How are knowledge organisations different from what has come before? The one thing that knowledge organisations share is a focus on business agility. In the past, as companies grew, they departmentalised and specialised. But in the new economy, companies that have inflexible practices and structures respond too slowly and decline. Cases in point would be the decline of Kodak and the success of Apple. Can any modern company afford not to be a knowledge organisation? The bulk of the management literature says an emphatic "No!".

Knowledge Management

Knowledge management is one of the defining management strategies of the current era. It is embedded in the policy, strategy, and implementation processes of worldwide corporations, governments, and institutions.
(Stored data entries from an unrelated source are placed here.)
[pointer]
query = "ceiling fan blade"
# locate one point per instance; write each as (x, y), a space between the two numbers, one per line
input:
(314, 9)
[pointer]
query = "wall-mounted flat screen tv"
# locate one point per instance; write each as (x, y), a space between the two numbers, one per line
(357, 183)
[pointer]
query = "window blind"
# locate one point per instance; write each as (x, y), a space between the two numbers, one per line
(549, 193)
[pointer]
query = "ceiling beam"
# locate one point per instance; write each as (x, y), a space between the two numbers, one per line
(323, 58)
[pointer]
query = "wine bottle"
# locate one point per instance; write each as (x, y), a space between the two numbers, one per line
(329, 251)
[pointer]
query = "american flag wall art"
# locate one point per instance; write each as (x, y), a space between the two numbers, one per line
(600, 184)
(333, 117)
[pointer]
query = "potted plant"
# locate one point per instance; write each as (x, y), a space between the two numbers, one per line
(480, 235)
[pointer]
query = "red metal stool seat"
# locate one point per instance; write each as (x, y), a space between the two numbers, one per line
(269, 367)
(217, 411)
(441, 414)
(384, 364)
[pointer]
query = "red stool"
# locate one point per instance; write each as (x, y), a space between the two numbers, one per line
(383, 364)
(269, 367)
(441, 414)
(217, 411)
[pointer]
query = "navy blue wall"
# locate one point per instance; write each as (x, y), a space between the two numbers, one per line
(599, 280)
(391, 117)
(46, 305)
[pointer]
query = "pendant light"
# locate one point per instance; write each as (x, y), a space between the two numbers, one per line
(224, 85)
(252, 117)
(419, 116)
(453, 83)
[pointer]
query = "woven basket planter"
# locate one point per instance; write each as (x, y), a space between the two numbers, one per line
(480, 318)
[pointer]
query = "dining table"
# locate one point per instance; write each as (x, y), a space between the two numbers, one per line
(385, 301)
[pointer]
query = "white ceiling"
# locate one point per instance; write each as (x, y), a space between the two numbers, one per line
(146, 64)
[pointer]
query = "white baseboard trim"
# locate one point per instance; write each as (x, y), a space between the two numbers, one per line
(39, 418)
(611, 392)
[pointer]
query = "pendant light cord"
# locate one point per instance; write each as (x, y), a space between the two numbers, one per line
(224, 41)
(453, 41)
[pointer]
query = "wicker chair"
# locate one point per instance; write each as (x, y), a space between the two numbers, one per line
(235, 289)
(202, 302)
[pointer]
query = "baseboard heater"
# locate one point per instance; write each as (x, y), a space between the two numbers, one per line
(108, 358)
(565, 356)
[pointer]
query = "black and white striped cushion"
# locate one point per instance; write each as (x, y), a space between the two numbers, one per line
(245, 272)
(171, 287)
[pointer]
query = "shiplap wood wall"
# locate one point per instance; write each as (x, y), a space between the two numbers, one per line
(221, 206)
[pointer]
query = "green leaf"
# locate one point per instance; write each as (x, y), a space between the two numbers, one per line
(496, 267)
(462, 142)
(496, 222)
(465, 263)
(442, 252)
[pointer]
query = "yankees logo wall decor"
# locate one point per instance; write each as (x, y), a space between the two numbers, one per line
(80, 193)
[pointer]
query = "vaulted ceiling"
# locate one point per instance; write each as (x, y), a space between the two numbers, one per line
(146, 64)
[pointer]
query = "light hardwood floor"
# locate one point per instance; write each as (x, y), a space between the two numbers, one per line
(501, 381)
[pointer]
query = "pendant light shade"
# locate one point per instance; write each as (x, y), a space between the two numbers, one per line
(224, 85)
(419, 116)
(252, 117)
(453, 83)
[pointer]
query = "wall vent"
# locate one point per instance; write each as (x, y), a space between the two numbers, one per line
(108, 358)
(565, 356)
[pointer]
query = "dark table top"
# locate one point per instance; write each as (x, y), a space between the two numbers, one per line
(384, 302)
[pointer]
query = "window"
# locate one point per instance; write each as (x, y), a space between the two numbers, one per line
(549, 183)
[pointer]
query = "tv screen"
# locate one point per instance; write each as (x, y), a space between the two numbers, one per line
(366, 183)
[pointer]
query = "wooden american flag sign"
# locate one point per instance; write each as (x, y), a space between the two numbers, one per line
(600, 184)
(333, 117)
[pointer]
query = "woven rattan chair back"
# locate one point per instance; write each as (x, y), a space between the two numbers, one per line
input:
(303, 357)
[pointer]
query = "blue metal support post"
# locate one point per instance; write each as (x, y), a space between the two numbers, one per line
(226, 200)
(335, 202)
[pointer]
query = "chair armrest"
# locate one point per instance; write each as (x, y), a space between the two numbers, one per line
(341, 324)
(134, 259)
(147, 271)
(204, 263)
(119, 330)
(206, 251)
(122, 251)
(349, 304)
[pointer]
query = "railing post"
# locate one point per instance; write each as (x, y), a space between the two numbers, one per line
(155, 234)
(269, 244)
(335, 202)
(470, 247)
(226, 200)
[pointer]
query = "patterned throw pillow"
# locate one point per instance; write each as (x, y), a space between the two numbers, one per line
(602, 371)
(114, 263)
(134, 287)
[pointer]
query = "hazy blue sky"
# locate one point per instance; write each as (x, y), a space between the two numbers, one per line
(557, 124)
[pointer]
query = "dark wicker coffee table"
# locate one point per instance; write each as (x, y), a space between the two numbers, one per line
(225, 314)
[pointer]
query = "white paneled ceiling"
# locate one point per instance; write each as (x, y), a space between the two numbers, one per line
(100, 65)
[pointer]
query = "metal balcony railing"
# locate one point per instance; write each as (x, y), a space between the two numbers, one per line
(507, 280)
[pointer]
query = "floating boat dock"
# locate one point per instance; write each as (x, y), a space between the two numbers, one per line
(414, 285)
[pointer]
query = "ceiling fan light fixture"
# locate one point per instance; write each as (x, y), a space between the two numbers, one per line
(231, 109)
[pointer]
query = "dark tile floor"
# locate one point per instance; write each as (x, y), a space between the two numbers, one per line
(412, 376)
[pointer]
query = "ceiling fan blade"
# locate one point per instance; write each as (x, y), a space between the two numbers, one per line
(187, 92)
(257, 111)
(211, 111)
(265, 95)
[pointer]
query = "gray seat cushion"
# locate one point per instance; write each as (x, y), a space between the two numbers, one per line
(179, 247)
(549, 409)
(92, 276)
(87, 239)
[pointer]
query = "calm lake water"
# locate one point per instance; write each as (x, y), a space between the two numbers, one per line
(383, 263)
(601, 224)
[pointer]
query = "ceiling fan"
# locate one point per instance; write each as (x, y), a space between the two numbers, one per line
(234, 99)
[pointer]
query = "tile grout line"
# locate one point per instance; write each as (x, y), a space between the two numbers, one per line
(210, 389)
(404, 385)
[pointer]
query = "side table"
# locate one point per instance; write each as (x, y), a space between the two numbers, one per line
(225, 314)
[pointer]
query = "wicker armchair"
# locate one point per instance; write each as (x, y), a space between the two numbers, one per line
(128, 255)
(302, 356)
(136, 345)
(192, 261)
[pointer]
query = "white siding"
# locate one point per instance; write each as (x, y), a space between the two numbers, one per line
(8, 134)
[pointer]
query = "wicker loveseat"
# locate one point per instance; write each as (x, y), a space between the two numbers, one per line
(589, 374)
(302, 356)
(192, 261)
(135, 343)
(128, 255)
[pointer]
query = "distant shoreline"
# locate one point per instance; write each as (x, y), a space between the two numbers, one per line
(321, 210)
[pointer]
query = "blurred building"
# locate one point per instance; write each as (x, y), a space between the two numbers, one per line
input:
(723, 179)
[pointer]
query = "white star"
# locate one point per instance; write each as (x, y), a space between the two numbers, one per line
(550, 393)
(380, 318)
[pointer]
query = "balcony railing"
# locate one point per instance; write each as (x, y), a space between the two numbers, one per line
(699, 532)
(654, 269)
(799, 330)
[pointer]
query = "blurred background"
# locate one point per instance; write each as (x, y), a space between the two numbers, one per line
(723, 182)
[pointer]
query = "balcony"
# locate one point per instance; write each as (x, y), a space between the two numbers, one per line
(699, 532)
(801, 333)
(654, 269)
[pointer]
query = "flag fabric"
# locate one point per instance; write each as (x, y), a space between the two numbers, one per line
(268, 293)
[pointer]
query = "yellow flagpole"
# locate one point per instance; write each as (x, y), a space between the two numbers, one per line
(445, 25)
Doubling in size from 2001, the global Knowledge Management market is estimated at US$8.8 billion today. Likewise, the market for Knowledge Management business applications such as Customer Relationship Management is expected to grow to $148 billion by 2005.
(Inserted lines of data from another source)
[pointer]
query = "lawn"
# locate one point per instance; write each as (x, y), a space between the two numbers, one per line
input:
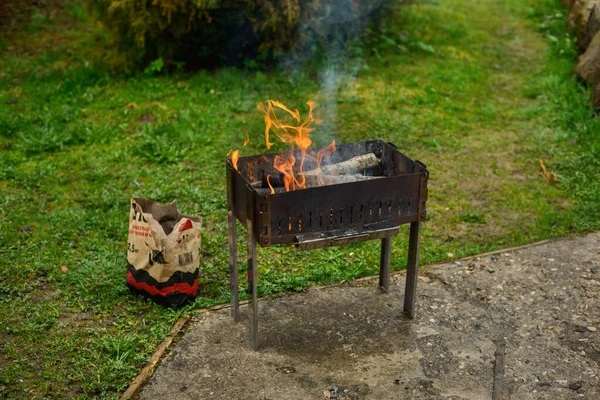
(479, 91)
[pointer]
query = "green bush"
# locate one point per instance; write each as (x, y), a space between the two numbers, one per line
(206, 33)
(201, 33)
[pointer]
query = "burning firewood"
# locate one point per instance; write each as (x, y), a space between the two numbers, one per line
(348, 167)
(322, 180)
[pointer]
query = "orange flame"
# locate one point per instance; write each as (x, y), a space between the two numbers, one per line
(296, 135)
(235, 154)
(269, 182)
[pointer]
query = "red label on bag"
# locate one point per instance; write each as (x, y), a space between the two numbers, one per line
(186, 225)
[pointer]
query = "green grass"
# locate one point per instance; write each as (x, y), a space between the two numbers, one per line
(479, 91)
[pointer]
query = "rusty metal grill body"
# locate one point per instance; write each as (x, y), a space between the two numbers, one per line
(328, 215)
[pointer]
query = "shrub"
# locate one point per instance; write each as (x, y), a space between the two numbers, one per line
(198, 32)
(205, 33)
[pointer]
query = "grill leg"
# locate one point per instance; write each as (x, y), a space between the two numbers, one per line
(252, 286)
(410, 294)
(384, 264)
(233, 266)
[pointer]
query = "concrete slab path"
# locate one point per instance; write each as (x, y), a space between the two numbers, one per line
(351, 341)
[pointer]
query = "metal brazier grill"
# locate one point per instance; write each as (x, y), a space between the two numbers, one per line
(328, 215)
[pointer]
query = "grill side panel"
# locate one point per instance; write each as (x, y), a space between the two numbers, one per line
(347, 206)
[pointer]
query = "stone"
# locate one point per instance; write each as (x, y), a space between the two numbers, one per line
(579, 16)
(574, 386)
(592, 27)
(588, 67)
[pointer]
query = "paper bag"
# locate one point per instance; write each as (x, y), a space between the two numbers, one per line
(163, 253)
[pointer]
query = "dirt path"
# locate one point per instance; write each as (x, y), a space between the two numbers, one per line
(351, 342)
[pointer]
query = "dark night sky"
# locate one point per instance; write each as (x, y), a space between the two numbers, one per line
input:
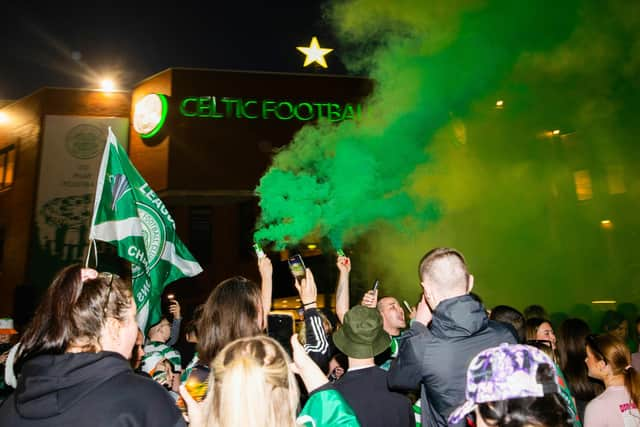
(71, 45)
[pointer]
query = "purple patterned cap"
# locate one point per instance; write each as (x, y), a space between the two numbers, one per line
(505, 372)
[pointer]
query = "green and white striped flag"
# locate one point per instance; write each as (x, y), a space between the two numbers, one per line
(128, 214)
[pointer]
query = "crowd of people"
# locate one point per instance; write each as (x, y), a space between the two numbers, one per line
(448, 360)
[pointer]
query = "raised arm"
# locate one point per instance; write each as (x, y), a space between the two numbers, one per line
(342, 290)
(316, 342)
(266, 273)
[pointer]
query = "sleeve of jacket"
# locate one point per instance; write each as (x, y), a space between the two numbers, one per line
(406, 368)
(317, 345)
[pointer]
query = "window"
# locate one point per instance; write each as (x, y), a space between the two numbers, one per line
(7, 166)
(2, 238)
(200, 232)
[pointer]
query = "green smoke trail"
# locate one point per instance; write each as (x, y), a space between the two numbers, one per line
(509, 194)
(428, 62)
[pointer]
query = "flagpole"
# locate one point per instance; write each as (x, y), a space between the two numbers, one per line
(97, 196)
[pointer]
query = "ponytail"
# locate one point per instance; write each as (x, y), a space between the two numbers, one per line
(73, 313)
(632, 384)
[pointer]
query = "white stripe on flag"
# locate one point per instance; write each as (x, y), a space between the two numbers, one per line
(118, 230)
(188, 268)
(142, 316)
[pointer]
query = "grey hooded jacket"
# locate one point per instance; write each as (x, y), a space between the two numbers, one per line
(437, 357)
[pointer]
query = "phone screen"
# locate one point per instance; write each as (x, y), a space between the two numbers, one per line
(280, 328)
(296, 265)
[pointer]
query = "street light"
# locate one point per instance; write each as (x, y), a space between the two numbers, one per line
(107, 85)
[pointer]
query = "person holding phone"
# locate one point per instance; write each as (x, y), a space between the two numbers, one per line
(316, 342)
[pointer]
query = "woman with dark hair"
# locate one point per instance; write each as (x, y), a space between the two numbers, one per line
(236, 308)
(609, 360)
(538, 328)
(512, 386)
(72, 360)
(572, 336)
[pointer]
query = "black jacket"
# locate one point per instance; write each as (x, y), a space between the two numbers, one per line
(437, 357)
(365, 390)
(87, 389)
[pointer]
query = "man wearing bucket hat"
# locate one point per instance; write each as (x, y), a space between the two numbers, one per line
(449, 329)
(515, 385)
(364, 385)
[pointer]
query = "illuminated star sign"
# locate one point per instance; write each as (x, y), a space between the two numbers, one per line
(314, 53)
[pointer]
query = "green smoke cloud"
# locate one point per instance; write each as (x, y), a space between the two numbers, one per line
(338, 182)
(435, 163)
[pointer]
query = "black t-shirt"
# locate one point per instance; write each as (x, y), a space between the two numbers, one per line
(375, 405)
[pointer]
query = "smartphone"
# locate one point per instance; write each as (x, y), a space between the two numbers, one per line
(258, 250)
(296, 265)
(280, 328)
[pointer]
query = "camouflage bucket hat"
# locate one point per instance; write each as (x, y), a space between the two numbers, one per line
(506, 372)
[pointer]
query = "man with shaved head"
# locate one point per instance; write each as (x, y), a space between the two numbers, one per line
(450, 328)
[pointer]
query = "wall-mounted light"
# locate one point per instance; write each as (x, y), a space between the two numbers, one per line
(149, 114)
(107, 85)
(606, 224)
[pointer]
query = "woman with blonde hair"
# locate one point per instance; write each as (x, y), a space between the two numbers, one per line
(252, 384)
(72, 360)
(609, 360)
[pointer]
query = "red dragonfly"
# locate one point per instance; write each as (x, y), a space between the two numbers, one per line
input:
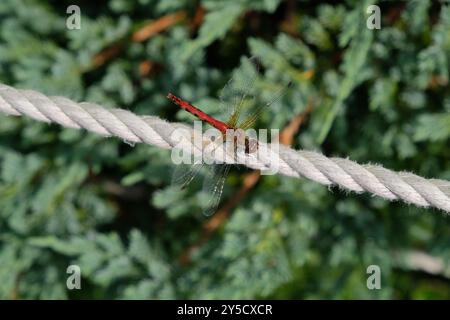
(238, 94)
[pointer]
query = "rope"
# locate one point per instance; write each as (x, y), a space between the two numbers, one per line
(294, 163)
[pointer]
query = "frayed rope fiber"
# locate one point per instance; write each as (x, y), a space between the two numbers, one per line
(295, 163)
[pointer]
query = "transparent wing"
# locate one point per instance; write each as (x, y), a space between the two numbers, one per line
(238, 94)
(213, 186)
(185, 173)
(274, 96)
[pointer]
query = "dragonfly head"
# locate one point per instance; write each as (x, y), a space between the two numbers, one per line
(251, 145)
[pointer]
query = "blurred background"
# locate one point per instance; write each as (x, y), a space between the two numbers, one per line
(72, 197)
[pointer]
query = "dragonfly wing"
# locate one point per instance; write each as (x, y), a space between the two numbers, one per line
(238, 93)
(213, 187)
(251, 118)
(185, 173)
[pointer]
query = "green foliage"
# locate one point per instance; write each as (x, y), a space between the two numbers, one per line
(71, 197)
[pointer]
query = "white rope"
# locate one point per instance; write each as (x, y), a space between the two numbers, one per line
(295, 163)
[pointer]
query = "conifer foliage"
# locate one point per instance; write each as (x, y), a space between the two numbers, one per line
(68, 197)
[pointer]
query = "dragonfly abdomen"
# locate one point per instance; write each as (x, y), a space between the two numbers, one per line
(219, 125)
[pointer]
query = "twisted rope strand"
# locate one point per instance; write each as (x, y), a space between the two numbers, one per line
(295, 163)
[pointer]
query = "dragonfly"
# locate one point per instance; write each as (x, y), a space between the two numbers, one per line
(237, 101)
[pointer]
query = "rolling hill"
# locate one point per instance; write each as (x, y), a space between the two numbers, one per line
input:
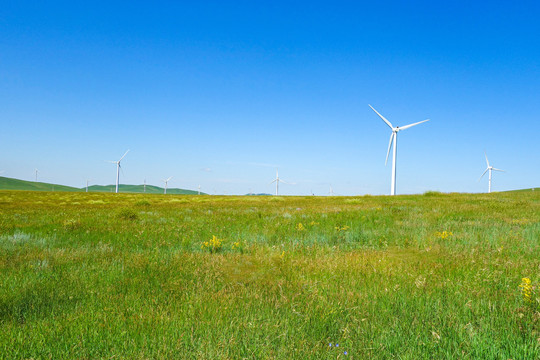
(16, 184)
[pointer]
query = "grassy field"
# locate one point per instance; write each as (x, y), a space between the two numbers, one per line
(433, 276)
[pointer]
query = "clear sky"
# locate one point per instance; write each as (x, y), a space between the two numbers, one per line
(220, 93)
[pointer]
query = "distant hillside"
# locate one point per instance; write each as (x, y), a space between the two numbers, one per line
(16, 184)
(523, 190)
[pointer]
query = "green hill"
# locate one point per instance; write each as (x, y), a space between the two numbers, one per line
(16, 184)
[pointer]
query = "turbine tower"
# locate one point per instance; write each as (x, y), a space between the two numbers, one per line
(118, 169)
(331, 192)
(490, 168)
(393, 137)
(166, 181)
(277, 180)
But what exactly is knowledge management? The truth is there is no common definition of knowledge management. Consider this Gartner definition:

Knowledge Management promotes an integrated approach to identifying, capturing, retrieving, sharing, and evaluating an enterprise's information assets. These information assets may include databases, documents, policies, procedures, as well as the uncaptured tacit expertise and experience stored in individuals' heads.
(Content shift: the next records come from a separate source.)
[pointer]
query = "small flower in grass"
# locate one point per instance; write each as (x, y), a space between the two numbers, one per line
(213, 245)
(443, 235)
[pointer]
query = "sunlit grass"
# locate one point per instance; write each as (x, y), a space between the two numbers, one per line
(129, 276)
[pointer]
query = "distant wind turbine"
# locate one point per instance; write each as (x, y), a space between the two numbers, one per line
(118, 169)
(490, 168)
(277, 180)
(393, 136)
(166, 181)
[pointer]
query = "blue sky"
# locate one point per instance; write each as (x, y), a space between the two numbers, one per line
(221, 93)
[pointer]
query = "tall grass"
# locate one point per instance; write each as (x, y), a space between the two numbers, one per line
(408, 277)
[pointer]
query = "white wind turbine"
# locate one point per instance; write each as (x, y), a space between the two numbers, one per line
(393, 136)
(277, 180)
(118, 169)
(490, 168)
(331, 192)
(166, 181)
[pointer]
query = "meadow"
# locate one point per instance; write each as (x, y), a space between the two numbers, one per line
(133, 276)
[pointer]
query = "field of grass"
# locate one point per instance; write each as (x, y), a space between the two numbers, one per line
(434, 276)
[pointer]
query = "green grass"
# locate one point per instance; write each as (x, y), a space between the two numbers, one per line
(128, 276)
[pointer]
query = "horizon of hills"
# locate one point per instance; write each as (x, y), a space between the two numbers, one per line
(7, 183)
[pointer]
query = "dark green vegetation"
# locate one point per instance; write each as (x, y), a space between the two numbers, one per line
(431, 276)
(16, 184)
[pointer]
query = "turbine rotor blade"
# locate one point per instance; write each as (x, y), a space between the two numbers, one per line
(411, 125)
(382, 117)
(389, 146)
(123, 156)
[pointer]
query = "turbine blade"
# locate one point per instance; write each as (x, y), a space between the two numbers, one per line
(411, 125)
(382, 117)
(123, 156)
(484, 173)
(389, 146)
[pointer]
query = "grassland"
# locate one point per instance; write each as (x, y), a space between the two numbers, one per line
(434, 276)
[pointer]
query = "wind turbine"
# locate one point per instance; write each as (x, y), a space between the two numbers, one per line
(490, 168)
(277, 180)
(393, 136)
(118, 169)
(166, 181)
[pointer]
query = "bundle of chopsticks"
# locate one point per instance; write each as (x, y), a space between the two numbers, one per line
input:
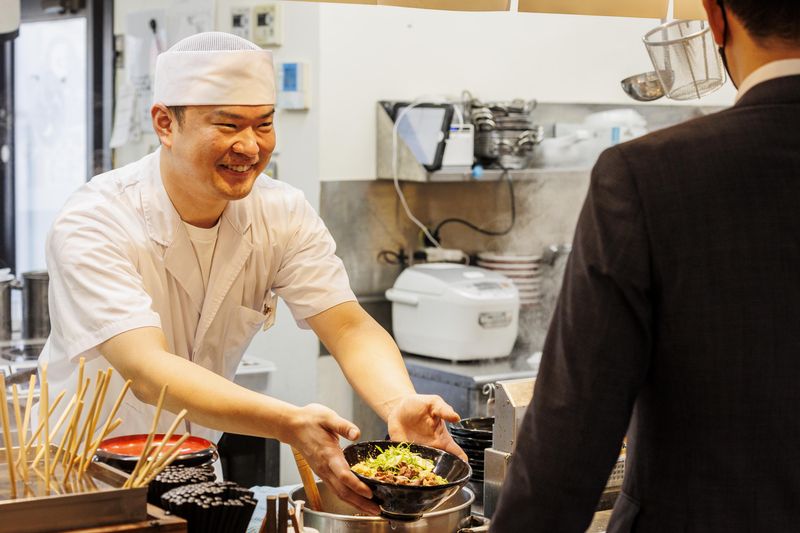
(280, 514)
(154, 459)
(79, 442)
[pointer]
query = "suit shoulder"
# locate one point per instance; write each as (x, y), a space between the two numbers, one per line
(691, 135)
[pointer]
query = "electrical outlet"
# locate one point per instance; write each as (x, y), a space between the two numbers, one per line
(267, 22)
(240, 22)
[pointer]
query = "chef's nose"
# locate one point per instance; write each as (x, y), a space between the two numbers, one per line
(246, 143)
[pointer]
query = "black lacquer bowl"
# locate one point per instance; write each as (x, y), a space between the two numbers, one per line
(408, 502)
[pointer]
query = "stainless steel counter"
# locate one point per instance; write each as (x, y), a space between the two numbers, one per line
(467, 385)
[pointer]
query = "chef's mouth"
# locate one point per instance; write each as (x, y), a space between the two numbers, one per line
(241, 169)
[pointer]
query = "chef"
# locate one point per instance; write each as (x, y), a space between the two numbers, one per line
(166, 268)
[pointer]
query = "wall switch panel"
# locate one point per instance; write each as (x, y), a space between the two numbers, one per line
(267, 24)
(240, 22)
(293, 92)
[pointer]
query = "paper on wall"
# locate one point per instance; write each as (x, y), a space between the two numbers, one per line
(612, 8)
(143, 44)
(451, 5)
(690, 10)
(123, 115)
(188, 17)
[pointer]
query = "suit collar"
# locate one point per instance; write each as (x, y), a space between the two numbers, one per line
(784, 90)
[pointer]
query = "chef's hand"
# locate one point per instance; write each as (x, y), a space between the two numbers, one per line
(420, 418)
(316, 431)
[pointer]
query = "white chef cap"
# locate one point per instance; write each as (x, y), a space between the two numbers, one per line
(214, 68)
The implication is that organisations contain or possess under-considered assets which may be strategically important. But clearly the management of information is nothing new. Much of today's Knowledge Management is simply systems analysis, human resource management, or organisation development, updated and re-labelled. The distinction lies in recognition of the difference between tacit and explicit knowledge. 'Explicit knowledge' is knowledge that is static, easy to duplicate, easy to broadcast, and is often synonymous with 'information'. 'Tacit knowledge' is knowledge gained from experience and is usually passed on face-to-face, rather than instilled by formal education and training.

Knowledge Management Processes and Technologies

So how do you implement Knowledge Management? The following interesting ideas have been put forward for enabling knowledge management:

  • View the organisation as a human community capable of providing diverse meanings to information outputs generated by the technological systems.
  • De-emphasise the adherence to the company view of 'how things are done here' and 'best practices'.
  • Invest in multiple and diverse interpretations to enable a constructive conflict mode of inquiry.
  • Encourage greater proactive involvement of human imagination and creativity to produce greater internal diversity.
  • Give more explicit recognition to tacit knowledge and related human aspects, such as ideals, values, or emotions.
  • Implement new, flexible technologies and systems that support and enable communities of practice based on shared concerns and interests.
  • Make the organisational information base accessible to organisation members who are close to the action while simultaneously ensuring that they have the skills and authority to execute decisive responses to changing conditions.

From this list it is clear that Knowledge Management is not an IT practice. However, IT and Knowledge Management do go hand-in-hand and IT certainly helps to implement specific parts of a Knowledge Management strategy. The aim is to use technologies that enable interaction and sharing of knowledge. An organisational intranet is one obvious IT application of Knowledge Management.


Knowledge Management is a practice that requires deep-rooted behavioural and strategic change. It requires top management involvement and is a fundamental shift in strategic perspective. Getting the right information to the right people at the right time is invaluable in any organisation – as long as you know what information you want in the first place.